Area of a rectangle foolproof

Question

Who can help me with the area of ​​a rectangle. I can't make foolproof, ie the ban on entering letters and negative numbers.I just can not create a second condition when creating the first that refers to the letters. How can I do this, or I must even change the program from scratch. I just need to find the area of ​​a rectangle.

#include "stdafx.h"
#include <stdio.h>
#include <math.h>
#include <locale.h>
#include <Windows.h>

int _tmain(int argc, char* argv[])
{
    printf("Area of a Rectangle. Press Enter to start\n");
    system("pause");

    float a, s, d;

    do
    {
        fflush(stdin);
        system("cls");
        printf("Enter the lengths of the rectangle\n");
        scanf_s("%f", &a);
        scanf_s("%f", &s);

        if (getchar() != '\n') {
            while (getchar() != '\n')
                ;
            printf("Your data is wrong\n");
            system("pause");
            continue;
        }

        break;
    } while (true);

    d = a*s;
    printf(" Area is %.1f ", d);
    system("pause");
    return 0;
}

Answer 1

This program will ask for a numeric value and accept only positive values. An input of letters or symbols will cause scanf() to fail and the program will clear the input buffer and try again. In this example, inputting the letter 'q' will quit the program.

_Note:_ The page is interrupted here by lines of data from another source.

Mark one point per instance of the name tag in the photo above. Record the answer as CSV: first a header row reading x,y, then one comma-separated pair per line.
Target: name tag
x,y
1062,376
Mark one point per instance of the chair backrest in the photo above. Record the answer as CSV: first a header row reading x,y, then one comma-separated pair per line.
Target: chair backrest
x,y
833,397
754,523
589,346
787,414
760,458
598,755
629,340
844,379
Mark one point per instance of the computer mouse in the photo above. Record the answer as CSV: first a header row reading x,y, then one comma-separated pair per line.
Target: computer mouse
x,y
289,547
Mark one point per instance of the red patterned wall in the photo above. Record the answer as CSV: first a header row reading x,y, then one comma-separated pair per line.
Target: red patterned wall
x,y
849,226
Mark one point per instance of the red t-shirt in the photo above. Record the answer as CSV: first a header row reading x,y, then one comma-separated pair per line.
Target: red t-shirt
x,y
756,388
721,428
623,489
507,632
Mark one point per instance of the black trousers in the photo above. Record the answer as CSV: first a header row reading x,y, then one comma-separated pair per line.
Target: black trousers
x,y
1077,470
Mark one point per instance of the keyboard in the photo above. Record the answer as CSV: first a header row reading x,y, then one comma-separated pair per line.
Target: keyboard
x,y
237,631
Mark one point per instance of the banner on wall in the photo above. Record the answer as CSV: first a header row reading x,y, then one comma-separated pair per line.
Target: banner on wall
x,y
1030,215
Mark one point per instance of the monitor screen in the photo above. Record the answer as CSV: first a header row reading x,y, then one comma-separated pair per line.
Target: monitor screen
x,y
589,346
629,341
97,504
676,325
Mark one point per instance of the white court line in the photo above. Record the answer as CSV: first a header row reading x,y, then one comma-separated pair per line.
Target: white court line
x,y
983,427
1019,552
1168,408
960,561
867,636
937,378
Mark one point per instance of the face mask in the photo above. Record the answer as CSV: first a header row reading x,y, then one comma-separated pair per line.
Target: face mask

You could adapt this to your situation.

#include <stdio.h>
#include <stdlib.h>
#include <math.h>


int main()
{
    int i = 0;
    float n = 0.0f;

    do {
        printf("enter numeric value or q to quit\n");
        if ( scanf("%f",&n) != 1) {// scan one float
            while ( ( i = getchar ( )) != '\n' && i != 'q') {
                //clear buffer on scanf failure
                //stop on newline
                //quit if a q is found
            }
            if ( i != 'q') {
                printf ( "problem with input, try again\n");
            }
        }
        else {//scanf success
            if ( n == fabs ( n)) {
                printf("number was %f\n", n);
            }
            else {
                printf("positive numbers only please\n");
            }
        }
    } while ( i != 'q');

    return 0;
}

This has adapted the above into a function.

#include <stdio.h>

float getfloat ( char *prompt, int *result);

int main ( int argc, char* argv[])
{
    float width, height, area;
    int ok = 0;

    do {
        printf("\n\tArea of a Rectangle.\n");
        width = getfloat ( "Enter the width of the rectangle or q to quit\n", &ok);
        if ( ok == -1) {
            break;
        }
        height = getfloat ( "Enter the height of the rectangle or q to quit\n", &ok);
        if ( ok == -1) {
            break;
        }

        area = width * height;
        printf(" Area is %.1f\n", area);
    } while (1);

    return 0;
}

float getfloat ( char *prompt, int *result)
{
    int i = 0;
    float n = 0.0f;

    *result = 0;

    do {
        printf("%s", prompt);
        if ( scanf("%f",&n) != 1) {// scan one float
            while ( ( i = getchar ( )) != '\n' && i != 'q') {
                //clear buffer on scanf failure
                //stop on newline
                //quit if a q is found
            }
            if ( i != 'q') {
                printf ( "problem with input, try again\n");
            }
            else {
                *result = -1;
                n = 0.0f;
            }
        }
        else {//scanf success
            if ( n == fabs ( n)) {
                *result = 1;
            }
            else {
                printf("positive numbers only please\n");
            }
        }
    } while ( *result == 0);

    return n;
}

Answer 2

A foolproof scanf for a float will look like this

float getFloat() {
    float in;
    while(scanf("%f", &in) != 1 && getchar() != '\n') {
        fflush(stdin);
        fprintf(stderr, "Wrong input, enter again : ");
    }
    return in;
}

This works for me. Your code will then simplify to

float a = getFloat();
float b = getFloat();
printf("Area is %.1f", a * b);